(picture courtesy : Google images)
Today is just another day I am watching a movie. The same movie. Again.
The thing about a Christopher Nolan movie is that everytime you watch it, it has something new to offer. It makes you ask questions you usually don’t, and enables you to find joy you usually didn’t notice was around.
Nolan’s movies are more than what meets the eye, or the intellect.
Interstellar was not just about time travel. A Father-Daughter relation which transcends both time and space (“I love you forever, and I am coming back”), dust and blight which does not cow down the human spirit, survival instinct...you name it.

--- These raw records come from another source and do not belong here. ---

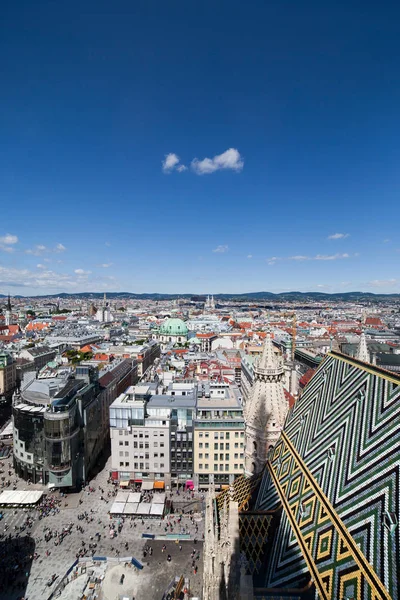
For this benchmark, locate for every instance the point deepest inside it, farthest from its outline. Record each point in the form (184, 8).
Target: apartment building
(218, 446)
(151, 431)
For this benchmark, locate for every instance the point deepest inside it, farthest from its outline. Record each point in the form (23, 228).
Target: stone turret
(266, 410)
(362, 350)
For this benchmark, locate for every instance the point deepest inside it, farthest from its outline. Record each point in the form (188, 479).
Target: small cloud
(221, 249)
(230, 159)
(330, 256)
(171, 162)
(36, 250)
(383, 282)
(8, 249)
(8, 239)
(338, 236)
(82, 272)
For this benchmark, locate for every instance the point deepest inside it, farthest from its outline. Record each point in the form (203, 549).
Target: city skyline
(254, 151)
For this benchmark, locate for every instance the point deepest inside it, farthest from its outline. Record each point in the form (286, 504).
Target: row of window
(142, 465)
(222, 434)
(225, 467)
(221, 445)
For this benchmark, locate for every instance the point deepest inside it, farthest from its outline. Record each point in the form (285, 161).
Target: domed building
(172, 331)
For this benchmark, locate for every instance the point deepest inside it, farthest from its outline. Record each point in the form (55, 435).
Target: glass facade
(30, 431)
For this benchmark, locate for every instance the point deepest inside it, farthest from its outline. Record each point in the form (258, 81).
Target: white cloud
(338, 236)
(8, 239)
(230, 159)
(383, 282)
(36, 250)
(330, 256)
(221, 249)
(82, 272)
(42, 249)
(8, 249)
(171, 162)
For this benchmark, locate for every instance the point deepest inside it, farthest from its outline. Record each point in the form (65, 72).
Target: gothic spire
(362, 350)
(268, 358)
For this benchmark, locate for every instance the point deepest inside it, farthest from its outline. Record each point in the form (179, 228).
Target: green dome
(173, 327)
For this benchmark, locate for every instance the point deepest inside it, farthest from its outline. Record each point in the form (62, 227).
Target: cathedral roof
(173, 327)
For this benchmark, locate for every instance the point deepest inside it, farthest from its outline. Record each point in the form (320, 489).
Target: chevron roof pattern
(336, 472)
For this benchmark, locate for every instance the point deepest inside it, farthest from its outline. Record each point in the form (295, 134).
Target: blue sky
(294, 104)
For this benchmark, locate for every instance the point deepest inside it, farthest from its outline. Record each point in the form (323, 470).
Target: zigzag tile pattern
(336, 470)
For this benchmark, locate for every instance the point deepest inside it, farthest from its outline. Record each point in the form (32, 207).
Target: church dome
(173, 327)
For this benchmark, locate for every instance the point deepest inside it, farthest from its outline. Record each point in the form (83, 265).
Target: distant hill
(248, 296)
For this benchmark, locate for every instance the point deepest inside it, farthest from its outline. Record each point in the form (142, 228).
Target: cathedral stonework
(266, 409)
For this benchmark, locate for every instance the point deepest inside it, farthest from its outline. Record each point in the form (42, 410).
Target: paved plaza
(86, 510)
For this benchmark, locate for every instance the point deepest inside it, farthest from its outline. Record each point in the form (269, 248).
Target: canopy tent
(134, 497)
(157, 510)
(130, 508)
(121, 497)
(10, 497)
(147, 485)
(117, 508)
(143, 508)
(158, 498)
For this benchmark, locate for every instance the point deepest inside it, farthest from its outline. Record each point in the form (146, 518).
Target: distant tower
(266, 409)
(8, 315)
(362, 350)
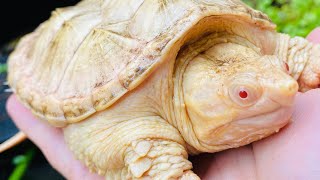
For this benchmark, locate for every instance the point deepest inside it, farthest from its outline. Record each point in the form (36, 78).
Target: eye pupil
(287, 67)
(243, 94)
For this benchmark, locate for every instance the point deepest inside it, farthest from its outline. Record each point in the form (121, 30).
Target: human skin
(293, 153)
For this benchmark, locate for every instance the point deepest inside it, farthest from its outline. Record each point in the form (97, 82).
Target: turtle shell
(85, 57)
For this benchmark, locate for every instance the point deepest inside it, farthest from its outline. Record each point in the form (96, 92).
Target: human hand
(293, 153)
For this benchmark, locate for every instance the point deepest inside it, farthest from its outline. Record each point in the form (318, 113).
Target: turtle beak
(284, 91)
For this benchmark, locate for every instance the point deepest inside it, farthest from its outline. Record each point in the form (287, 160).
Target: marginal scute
(86, 57)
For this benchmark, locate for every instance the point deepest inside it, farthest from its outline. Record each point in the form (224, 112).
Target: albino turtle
(139, 85)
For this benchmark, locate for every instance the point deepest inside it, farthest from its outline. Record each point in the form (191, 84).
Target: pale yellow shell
(85, 57)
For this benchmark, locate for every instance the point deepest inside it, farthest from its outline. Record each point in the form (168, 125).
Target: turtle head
(234, 96)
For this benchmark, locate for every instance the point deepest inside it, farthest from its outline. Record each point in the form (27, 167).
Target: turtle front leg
(303, 58)
(158, 159)
(143, 147)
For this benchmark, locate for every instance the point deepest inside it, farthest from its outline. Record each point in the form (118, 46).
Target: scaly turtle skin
(139, 85)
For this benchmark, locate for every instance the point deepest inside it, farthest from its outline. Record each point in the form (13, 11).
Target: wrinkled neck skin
(215, 66)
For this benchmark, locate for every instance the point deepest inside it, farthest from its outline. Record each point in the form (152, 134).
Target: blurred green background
(294, 17)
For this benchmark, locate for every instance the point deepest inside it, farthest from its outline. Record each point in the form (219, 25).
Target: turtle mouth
(269, 119)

The world has been telling us about the power of dreams. Inception puts dreams on the dissecting table and awes us with the nitty-gritty’s. Therein again lies a man’s longing desire to unite with his children, a loving wife who was long gone from his life but not from his dreams, the value of team work and improvisation, a dying father’s love for his over-ambitious son (“I am disappointed that you even tried”).
About the Batman trilogy – well, it saved a superhero from going into oblivion, thanks to the disaster of the previous franchises.
Memento was worth an experiment of all sorts - a story that goes from the end to the beginning (enough with flashbacks!), a thriller with a stoic protagonist like Guy Pearce.
About Dunkirk,...well, I haven’t watched it yet. Why? Because it’s backup!
A Nolan fills you with a sense of calm and satisfaction once it ends, even though it leaves with a sense of suspense (remember the spinning totem at the end of Inception, did Cooper finally meet Amelia and so on). Added to that is Hans Zimmer’s magical music – makes us realize how story telling is incomplete without the perfect background score. Remember how in Interstellar, when the team lands at Miller’s planet and every hour counted 7 years back on earth, the background music is just “tick-tock, tick-tock”...how simple, yet so befitting!
There was once an interesting question in an interview with Aamir Khan doing rounds in the Indian media – “Can we ever make a movie like Inception?” I don’t precisely remember what Mr. Khan answered, but, I do have a counter-question – Can anyone? Or, for that matter, do we really need to? When was the last time someone had asked – “Can we ever paint a piece like the Mona Lisa or a create something like Beethoven’s Fifth Symphony ?"
In an age, when movies are about cheap thrills, the unconventional in a conventional world, blood, gory and cuss words, Nolan is a breed apart. If movies are about expressions of creativity, Nolan has a craft which connects directly with the viewer and makes her think and feel like no other movie maker does.
Great artists, philosophers and scientists did that, and Nolan is doing that too- making us think out of the box.